[Regression] drm/scheduler: track GPU active time per entity

Tue Apr 4 04:31:35 UTC 2023

On 2023-03-28 04:54, Lucas Stach wrote:
> Hi Danilo,
> 
> Am Dienstag, dem 28.03.2023 um 02:57 +0200 schrieb Danilo Krummrich:
>> Hi all,
>>
>> Commit df622729ddbf ("drm/scheduler: track GPU active time per entity") 
>> tries to track the accumulated time that a job was active on the GPU 
>> writing it to the entity through which the job was deployed to the 
>> scheduler originally. This is done within drm_sched_get_cleanup_job() 
>> which fetches a job from the schedulers pending_list.
>>
>> Doing this can result in a race condition where the entity is already 
>> freed, but the entity's newly added elapsed_ns field is still accessed 
>> once the job is fetched from the pending_list.
>>
>> After drm_sched_entity_destroy() being called it should be safe to free 
>> the structure that embeds the entity. However, a job originally handed 
>> over to the scheduler by this entity might still reside in the 
>> schedulers pending_list for cleanup after drm_sched_entity_destroy() 
>> already being called and the entity being freed. Hence, we can run into 
>> a UAF.
>>
> Sorry about that, I clearly didn't properly consider this case.
> 
>> In my case it happened that a job, as explained above, was just picked 
>> from the schedulers pending_list after the entity was freed due to the 
>> client application exiting. Meanwhile this freed up memory was already 
>> allocated for a subsequent client applications job structure again. 
>> Hence, the new jobs memory got corrupted. Luckily, I was able to 
>> reproduce the same corruption over and over again by just using 
>> deqp-runner to run a specific set of VK test cases in parallel.
>>
>> Fixing this issue doesn't seem to be very straightforward though (unless 
>> I miss something), which is why I'm writing this mail instead of sending 
>> a fix directly.
>>
>> Spontaneously, I see three options to fix it:
>>
>> 1. Rather than embedding the entity into driver specific structures 
>> (e.g. tied to file_priv) we could allocate the entity separately and 
>> reference count it, such that it's only freed up once all jobs that were 
>> deployed through this entity are fetched from the schedulers pending list.
>>
> My vote is on this or something in similar vain for the long term.
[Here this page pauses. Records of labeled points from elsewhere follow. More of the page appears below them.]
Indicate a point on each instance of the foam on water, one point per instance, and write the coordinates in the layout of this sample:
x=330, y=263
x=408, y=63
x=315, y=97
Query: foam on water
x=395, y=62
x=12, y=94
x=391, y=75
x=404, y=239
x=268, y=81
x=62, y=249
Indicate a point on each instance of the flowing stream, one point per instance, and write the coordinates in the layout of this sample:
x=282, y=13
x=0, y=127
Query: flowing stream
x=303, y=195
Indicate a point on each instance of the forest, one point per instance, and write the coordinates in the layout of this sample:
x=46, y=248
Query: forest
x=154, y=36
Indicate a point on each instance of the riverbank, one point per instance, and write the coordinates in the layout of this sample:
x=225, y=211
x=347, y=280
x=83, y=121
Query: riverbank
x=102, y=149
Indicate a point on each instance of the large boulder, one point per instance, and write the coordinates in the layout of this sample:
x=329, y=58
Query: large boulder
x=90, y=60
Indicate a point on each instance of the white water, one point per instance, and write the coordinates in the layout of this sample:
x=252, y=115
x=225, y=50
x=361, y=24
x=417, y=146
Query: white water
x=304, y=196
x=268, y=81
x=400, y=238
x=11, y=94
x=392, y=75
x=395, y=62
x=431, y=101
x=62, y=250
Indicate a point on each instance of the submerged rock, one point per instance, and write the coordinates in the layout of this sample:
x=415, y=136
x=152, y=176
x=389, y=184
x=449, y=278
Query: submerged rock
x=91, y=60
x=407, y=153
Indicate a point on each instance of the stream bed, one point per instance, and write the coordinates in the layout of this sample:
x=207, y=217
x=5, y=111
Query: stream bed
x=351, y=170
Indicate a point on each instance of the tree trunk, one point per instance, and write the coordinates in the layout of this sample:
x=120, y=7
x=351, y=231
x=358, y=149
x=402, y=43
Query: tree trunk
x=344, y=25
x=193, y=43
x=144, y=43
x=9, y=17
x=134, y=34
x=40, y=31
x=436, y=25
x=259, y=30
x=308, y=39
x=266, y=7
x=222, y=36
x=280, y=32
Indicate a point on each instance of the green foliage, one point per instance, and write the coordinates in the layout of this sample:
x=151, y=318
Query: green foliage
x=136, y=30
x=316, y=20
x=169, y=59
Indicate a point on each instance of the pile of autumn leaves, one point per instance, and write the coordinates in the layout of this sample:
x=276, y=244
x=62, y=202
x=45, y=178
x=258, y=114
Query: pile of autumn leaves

I
> have some hope to be able to add a GPU scheduling algorithm with a bit
> more fairness than the current one sometime in the future, which
> requires execution time tracking on the entities.

Danilo,

Using kref is preferable, i.e. option 1 above.

Lucas, can you shed some light on,

1. In what way the current FIFO scheduling is unfair, and
2. shed some details on this "scheduling algorithm with a bit
more fairness than the current one"? 

Regards,
Luben

> 
>> 2. Somehow make sure drm_sched_entity_destroy() does block until all 
>> jobs deployed through this entity were fetched from the schedulers 
>> pending list. Though, I'm pretty sure that this is not really desirable.
>>
>> 3. Just revert the change and let drivers implement tracking of GPU 
>> active times themselves.
>>
> Given that we are already pretty late in the release cycle and etnaviv
> being the only driver so far making use of the scheduler elapsed time
> tracking I think the right short term solution is to either move the
> tracking into etnaviv or just revert the change for now. I'll have a
> look at this.
> 
> Regards,
> Lucas
> 
>> In the case of just reverting the change I'd propose to also set a jobs 
>> entity pointer to NULL  once the job was taken from the entity, such 
>> that in case of a future issue we fail where the actual issue resides 
>> and to make it more obvious that the field shouldn't be used anymore 
>> after the job was taken from the entity.
>>
>> I'm happy to implement the solution we agree on. However, it might also 
>> make sense to revert the change until we have a solution in place. I'm 
>> also happy to send a revert with a proper description of the problem. 
>> Please let me know what you think.
>>
>> - Danilo
>>
>